Dann der Schock, die Kirche sollte geschlossen werden. Wie viele Walhauser wollten wir das nicht und so beschlossen wir nach vielen Diskussionen uns anzubieten, Geld zu beschaffen, um z.B. mit einem monatlichen Betrag der Kirchengemeinde zu helfen, damit die Kirche offen bleiben konnte. Daraus entstand auch die Idee des "ersten Walhauser Weihnachtsmarktes". Auch bei notwendigen Renovierungen und Reinigungsarbeiten engagierten wir uns genau wie andere Bürger.

Bis heute tragen wir die Verantwortung, genügend Geld einzunehmen um die
"Kirche im Dorf" zu lassen. In den ersten Jahren hat die Bevölkerung von Walhausen uns stark unterstützt, als wir auf Kirchenfesten, den besagten Weihnachtsmärkten und mit der Spendenkirche Geld sammelten. Leider nimmt die Spendenwilligkeit aber stark ab.

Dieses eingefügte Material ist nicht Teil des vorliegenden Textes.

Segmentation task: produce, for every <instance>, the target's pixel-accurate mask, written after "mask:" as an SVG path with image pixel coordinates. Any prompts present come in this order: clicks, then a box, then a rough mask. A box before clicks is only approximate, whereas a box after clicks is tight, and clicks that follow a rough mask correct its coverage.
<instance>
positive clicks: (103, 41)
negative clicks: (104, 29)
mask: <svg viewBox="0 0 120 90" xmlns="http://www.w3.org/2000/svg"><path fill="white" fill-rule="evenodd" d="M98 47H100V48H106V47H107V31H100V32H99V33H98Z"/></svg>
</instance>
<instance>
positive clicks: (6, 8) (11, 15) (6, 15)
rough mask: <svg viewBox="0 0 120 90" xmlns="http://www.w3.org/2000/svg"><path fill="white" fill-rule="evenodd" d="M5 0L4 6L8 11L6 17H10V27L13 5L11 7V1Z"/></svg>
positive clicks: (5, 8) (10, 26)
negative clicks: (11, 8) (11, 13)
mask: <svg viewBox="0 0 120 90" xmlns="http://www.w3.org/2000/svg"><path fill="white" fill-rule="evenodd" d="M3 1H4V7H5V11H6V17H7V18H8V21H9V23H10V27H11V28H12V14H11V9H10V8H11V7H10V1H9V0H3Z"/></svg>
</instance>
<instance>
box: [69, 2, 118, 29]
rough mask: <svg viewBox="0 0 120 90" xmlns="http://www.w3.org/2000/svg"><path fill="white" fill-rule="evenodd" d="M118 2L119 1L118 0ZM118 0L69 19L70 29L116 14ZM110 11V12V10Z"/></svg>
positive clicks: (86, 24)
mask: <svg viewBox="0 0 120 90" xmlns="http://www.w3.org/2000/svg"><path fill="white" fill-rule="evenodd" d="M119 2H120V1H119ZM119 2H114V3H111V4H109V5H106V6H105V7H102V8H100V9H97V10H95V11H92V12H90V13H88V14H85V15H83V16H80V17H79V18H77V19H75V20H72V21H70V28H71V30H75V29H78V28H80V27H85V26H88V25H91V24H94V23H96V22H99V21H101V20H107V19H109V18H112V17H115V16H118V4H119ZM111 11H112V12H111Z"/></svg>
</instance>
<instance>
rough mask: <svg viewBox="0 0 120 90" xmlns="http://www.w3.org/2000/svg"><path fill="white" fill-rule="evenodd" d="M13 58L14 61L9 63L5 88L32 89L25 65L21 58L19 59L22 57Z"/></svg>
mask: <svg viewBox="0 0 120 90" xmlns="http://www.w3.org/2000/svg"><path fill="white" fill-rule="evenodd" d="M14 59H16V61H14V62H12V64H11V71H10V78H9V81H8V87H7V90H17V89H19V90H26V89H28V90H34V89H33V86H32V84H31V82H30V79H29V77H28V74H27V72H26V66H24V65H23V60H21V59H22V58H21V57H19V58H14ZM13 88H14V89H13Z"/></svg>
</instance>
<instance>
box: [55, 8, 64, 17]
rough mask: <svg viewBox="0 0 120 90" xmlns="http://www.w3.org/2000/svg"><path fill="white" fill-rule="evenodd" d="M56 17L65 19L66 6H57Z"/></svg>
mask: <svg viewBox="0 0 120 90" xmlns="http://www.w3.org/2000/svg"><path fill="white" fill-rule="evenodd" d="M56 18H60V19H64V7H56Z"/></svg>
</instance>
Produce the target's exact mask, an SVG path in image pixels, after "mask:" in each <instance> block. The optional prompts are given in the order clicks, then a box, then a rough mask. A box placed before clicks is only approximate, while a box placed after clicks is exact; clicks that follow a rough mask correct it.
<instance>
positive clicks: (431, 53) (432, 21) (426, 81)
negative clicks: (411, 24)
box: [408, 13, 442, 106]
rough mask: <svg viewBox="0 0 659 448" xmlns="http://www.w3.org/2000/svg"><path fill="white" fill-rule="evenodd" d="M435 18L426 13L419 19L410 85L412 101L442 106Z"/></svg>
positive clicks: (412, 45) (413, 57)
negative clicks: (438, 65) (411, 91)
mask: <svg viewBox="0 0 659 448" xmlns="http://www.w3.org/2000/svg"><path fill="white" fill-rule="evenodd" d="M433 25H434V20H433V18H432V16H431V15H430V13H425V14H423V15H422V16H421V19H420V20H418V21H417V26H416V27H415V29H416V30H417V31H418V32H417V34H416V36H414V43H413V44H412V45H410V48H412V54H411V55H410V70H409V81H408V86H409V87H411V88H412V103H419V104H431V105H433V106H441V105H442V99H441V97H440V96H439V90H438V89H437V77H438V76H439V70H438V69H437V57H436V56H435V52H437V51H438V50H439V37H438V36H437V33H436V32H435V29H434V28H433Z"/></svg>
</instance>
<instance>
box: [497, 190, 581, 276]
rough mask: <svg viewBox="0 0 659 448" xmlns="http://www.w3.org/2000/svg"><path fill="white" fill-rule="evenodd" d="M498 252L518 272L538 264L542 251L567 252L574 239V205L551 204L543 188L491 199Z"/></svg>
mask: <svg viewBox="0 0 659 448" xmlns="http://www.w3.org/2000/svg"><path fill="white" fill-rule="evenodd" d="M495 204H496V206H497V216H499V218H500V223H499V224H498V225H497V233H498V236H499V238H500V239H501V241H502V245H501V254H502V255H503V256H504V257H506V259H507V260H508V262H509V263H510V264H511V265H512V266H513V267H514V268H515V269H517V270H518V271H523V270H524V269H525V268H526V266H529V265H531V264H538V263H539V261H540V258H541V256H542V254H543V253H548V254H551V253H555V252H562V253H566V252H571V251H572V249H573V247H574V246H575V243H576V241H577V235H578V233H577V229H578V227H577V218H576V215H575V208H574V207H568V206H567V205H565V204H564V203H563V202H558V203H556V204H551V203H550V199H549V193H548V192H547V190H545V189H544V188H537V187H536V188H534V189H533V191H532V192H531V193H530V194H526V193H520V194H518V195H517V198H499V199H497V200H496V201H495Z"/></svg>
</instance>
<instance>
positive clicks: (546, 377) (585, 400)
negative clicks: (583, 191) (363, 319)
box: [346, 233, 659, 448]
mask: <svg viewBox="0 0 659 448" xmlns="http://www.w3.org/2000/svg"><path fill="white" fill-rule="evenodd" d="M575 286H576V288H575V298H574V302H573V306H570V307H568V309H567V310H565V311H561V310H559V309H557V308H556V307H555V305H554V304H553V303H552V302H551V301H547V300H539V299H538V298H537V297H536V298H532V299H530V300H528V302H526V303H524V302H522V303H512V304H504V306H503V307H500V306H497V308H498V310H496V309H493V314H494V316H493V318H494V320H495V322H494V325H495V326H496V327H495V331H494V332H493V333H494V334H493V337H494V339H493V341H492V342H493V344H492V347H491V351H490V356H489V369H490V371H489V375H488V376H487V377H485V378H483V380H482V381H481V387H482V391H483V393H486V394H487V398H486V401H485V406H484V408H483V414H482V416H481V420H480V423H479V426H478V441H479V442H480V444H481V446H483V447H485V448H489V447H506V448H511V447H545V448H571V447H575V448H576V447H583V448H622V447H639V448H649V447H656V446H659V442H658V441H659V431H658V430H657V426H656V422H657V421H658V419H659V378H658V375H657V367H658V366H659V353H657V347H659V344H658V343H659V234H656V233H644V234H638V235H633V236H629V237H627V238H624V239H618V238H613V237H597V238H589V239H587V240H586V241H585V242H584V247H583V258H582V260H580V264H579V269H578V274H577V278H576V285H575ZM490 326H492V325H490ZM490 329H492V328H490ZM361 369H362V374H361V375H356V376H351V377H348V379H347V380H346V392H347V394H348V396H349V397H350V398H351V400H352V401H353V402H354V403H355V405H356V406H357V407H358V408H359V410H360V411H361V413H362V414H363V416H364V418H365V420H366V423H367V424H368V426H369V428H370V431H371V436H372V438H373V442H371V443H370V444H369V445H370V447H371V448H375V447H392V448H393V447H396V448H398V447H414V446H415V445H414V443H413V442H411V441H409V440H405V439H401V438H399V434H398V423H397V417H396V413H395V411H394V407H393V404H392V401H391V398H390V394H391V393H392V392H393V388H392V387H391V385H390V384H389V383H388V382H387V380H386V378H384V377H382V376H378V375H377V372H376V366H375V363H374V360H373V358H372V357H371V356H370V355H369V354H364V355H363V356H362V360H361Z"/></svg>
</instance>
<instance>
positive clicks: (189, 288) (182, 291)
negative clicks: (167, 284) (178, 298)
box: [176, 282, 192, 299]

Der inzwischen ohne Minis und Midis (daher "Maxi"-) existierende Club trifft sich nun schon seit einigen Jahren reihum in Privathäusern bei seinen Mitgliedern, um die laufenden Kosten (Strom und Gas) der Walhauser Kirche zu senken. Wir fühlen uns aber immer noch als Kirchengruppe, so wie zum Beginn im Jahre 1983. Wir reden immer noch über Gott und die Welt, kochen, gehen ins Kino und machen Ausflüge. Viele unser Treffen drehen sich auch heute noch um "unsere Kirche". Wir sind aber durch die Zeit, die wir für unsere alten Eltern und die Minis unserer Minis brauchen, zeitlich nicht mehr so unabhängig wie früher, wir treffen uns nur noch einmal im Monat.  Mehrtägige Ausflüge werden immer schwieriger zu organisieren, da wir pflegebedürftige Eltern nicht betreut wissen. Trotzdem schaffen wir es immer wieder uns Freiräume zu finden und den Mini/Maxiclub nun schon 30 Jahre am Leben zu erhalten.